Halawani [81], says that one third (34.9%) states that the DS has not yet said its last word since as of American adults are more obese. The LDS number in the US is less than 1% for the years 2011-2015. The DS should be added to the practice of the “Center of Excellence in Obesity” (CEO).
The DS is better than the GBP since it gives higher %EWL and has a lower rate of weight recovery. It conserves the pylorus and produces a slower gastric emptying. With adjustments to the length of the CL and the size of the gastric tube, any obese patient may be a candidate for DS.

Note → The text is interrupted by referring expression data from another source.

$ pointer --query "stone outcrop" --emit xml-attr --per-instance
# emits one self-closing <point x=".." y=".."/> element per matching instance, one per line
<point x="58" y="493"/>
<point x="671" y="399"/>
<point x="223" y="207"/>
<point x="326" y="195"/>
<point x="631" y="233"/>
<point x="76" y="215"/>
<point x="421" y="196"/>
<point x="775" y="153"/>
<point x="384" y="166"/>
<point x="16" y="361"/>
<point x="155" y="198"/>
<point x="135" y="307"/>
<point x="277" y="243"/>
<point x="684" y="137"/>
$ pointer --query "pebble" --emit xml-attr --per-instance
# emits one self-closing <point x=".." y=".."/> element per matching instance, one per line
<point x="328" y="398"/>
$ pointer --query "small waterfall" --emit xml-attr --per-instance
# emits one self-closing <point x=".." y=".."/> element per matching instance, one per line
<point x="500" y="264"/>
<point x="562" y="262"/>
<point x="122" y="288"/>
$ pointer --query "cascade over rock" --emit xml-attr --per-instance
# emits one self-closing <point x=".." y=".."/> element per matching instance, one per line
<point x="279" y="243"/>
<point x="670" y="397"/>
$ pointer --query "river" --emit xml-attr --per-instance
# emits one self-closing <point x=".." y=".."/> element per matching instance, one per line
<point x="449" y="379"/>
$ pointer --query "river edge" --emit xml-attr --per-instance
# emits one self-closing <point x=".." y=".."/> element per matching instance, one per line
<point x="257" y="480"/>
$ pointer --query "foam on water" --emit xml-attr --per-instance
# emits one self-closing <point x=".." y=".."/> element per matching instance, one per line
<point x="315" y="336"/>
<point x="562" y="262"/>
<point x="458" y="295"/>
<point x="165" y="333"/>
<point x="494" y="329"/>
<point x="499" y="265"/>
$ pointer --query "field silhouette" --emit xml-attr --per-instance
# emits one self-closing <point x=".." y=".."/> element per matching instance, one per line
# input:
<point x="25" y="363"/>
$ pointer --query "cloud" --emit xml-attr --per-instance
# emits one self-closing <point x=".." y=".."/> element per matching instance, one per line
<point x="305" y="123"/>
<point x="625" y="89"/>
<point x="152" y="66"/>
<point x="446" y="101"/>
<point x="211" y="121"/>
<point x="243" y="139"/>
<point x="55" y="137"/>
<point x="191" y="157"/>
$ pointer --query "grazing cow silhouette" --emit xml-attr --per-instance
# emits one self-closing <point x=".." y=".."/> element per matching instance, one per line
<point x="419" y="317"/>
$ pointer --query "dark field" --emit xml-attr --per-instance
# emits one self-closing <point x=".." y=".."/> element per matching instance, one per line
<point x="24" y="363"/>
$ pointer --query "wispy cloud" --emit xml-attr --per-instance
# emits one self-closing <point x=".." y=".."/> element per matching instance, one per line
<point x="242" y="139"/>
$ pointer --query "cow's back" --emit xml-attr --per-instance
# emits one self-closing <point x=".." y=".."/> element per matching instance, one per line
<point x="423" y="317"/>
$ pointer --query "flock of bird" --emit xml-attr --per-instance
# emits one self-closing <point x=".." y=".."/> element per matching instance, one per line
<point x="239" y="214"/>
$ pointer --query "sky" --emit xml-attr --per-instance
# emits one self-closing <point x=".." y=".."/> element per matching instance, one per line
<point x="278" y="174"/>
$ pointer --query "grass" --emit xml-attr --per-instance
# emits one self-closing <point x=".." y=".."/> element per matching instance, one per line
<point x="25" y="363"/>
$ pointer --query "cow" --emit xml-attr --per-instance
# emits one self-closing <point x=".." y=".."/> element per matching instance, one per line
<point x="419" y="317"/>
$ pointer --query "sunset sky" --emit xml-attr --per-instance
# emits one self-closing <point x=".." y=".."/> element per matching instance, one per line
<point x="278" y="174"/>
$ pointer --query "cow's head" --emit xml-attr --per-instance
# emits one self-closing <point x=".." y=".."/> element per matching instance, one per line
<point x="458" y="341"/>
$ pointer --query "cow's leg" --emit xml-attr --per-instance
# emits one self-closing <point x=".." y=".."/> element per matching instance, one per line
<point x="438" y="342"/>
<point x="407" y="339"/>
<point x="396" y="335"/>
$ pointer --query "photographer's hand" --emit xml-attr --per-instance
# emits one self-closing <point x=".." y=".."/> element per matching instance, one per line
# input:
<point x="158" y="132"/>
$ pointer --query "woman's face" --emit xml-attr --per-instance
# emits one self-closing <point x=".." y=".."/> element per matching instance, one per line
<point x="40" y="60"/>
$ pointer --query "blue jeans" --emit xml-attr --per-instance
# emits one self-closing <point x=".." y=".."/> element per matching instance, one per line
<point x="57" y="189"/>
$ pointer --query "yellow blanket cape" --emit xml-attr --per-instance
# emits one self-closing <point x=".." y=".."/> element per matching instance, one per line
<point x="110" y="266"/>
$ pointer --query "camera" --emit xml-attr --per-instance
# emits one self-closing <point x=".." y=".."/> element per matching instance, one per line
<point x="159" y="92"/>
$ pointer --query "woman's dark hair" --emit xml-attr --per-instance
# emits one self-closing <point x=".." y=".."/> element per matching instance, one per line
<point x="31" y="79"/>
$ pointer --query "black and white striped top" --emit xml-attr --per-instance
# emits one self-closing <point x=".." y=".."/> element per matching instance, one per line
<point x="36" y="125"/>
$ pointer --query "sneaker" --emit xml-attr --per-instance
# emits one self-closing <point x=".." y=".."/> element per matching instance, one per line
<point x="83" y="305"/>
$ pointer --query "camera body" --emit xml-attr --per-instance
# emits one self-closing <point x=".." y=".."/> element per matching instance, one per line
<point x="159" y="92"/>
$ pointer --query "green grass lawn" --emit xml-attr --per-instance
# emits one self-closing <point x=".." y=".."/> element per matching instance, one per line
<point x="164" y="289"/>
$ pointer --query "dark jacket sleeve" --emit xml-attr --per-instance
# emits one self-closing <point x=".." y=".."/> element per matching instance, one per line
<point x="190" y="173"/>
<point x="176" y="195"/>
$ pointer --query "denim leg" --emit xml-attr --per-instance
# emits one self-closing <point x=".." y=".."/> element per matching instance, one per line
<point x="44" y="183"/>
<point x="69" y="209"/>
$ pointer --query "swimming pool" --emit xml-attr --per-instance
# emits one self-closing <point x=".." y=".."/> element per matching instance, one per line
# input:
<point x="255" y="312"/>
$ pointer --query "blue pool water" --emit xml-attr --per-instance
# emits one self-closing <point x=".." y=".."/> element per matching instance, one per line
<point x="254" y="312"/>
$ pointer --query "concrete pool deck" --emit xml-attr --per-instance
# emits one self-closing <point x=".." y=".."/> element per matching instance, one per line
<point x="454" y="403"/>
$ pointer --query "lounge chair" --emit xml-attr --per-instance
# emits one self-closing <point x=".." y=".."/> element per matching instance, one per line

Low BMI <50 patients may also be candidates. The DS is a viable option due to its flexibility. The surgeon can adjust the size of the SFG and alter the impact of the restriction. The length of CL can be variable.
The DS is good for chronic patients, using non-steroidal anti-inflammatories and steroids. The highest rate of early mortality compared to the SFG (0.28%) is slightly higher (0.43%). although the DS it is still considered to be a high risk procedure and the results should be analyzed with caution.
DS techniques are not common in MO management. The DS is the most complex technique and its learning curve is longer than other operations. It takes at least LDS 50 cases to standardize the technique. The LDS is safe and the most effective in terms of long-term weight loss results.
All procedures involving human participants were conducted in the studies cited in this document in accordance with the ethical standards of national and institutional research committees and with the Declaration of Helsinki and amendments.
Informed consent was obtained from all individual participants included in the studies cited.